Announcing
PhD in Second Language Studies Dissertation Defense
Wei-Li Hsu
Constructs of L2 Chinese Reading
and the Influence of Language Background
Chair: Thom Hudson
12 October 2016, 9:00–10:30 a.m.
Moore Hall, Room 155A
Extensive research has been conducted on the relationships of Chinese-character recognition to reading development; strategic competence to reading comprehension; and home linguistic exposure to heritage language acquisition. However, studies of these relationships have been marked by widely divergent theoretical underpinnings, and their results are not directly comparable. The current study adopts a cognitive and component perspective on reading, and uses structural equation modeling (SEM) to examine character-recognition skills, reading-comprehension skills, strategy use, and language background. Among these four factors, character-recognition skills are held to represent lower-level reading processing; reading comprehension and strategy-use represent higher-level processing; and language background is operationalized as a source of background knowledge.
The present study’s 85 participants were divided into four groups representing four language backgrounds: Singaporean Chinese foreign language learners (Singaporean CFLLs) (n = 14), other Chinese foreign language learners (Other CFLLs) (n = 19), Mandarin-speaking heritage language learners (Man-HLLs) (n = 38), and Cantonese-speaking heritage language learners (Can-HLLs) (n = 14). A package of eight instruments was administered via an online platform, and included a language-background survey, a multiple-choice grammar subtest, a fill-in-the-blank cloze subtest, a multiple-choice passage-comprehension subtest, a strategy-use survey, an ortho-phonological subtest, an ortho-semantic subtest, and a morpheme-discrimination subtest. The language-background survey was designed to gain a clear understanding of the participants’ language backgrounds; the grammar, cloze, and passage-comprehension subtests, to investigate their reading-comprehension ability; the strategy-use survey, to capture the participants’ perceived use of six strategy types; and the ortho-phonological, ortho-semantic, and morpheme subtests, to examine their character-recognition ability.
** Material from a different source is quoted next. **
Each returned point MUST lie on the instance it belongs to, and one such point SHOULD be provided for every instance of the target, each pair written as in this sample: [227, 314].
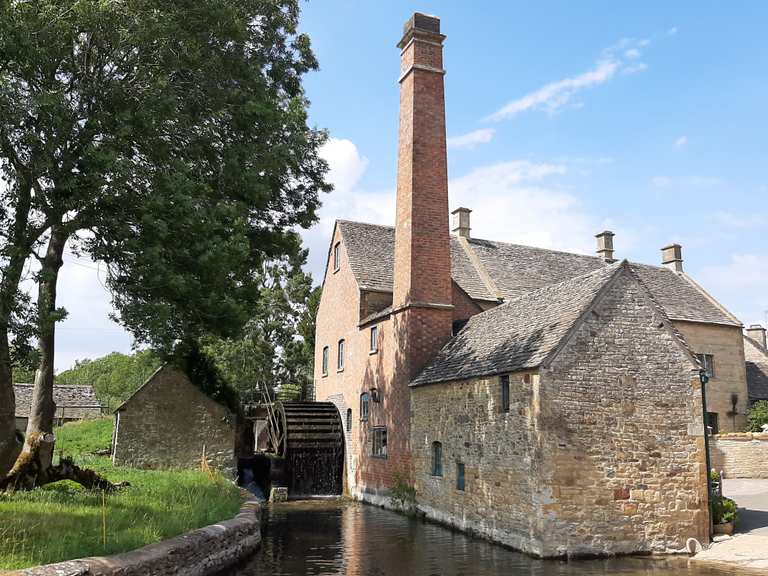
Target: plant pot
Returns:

Prior to examining common constructs of L2 Chinese reading across the participants’ four language backgrounds, three profile analyses were conducted to examine the extent of language-background effects on reading comprehension, character-recognition, and strategy use. The results suggested that language background had a stronger effect on reading-comprehension ability (p = 0.001, partial2 = 0.18), than on character-recognition ability (p > 0.05, partial 2 = 0.09) or on strategy use (p > 0.05, partial2 = 0.05).
Next, a hypothesized SEM model was examined and modified. All parameter estimates in the revised SEM model were statistically significant at p < 0.05, and the 12 variables explained 99% of the variance in reading-comprehension ability. The structural model of the revised SEM model indicated that character recognition had a strong and direct effect on reading comprehension (r = 0.99); cognitive-strategy use had a medium and direct effect on reading comprehension (r = 0.21); and metacognitive-strategy use had no direct influence on reading comprehension, but yielded a strong and direct influence on cognitive-strategy use (r = 0.71), supporting the notion that metacognitive strategies exert an executive function over cognitive ones. However, monitoring – a type of metacognitive strategy – directly and negatively influenced character-recognition (r = -0.34). These paths suggest that the participants constantly monitored their character-level processes, and that when they encountered unfamiliar characters, monitoring strategies activated other metacognitive strategies to regulate cognitive strategies, which in turn facilitated comprehension processes to compensate for the interrupted character-recognition processes.
The results have practical implications for Chinese language learning and second language acquisition (SLA) more generally, and examining L2 Chinese reading with SLA theories.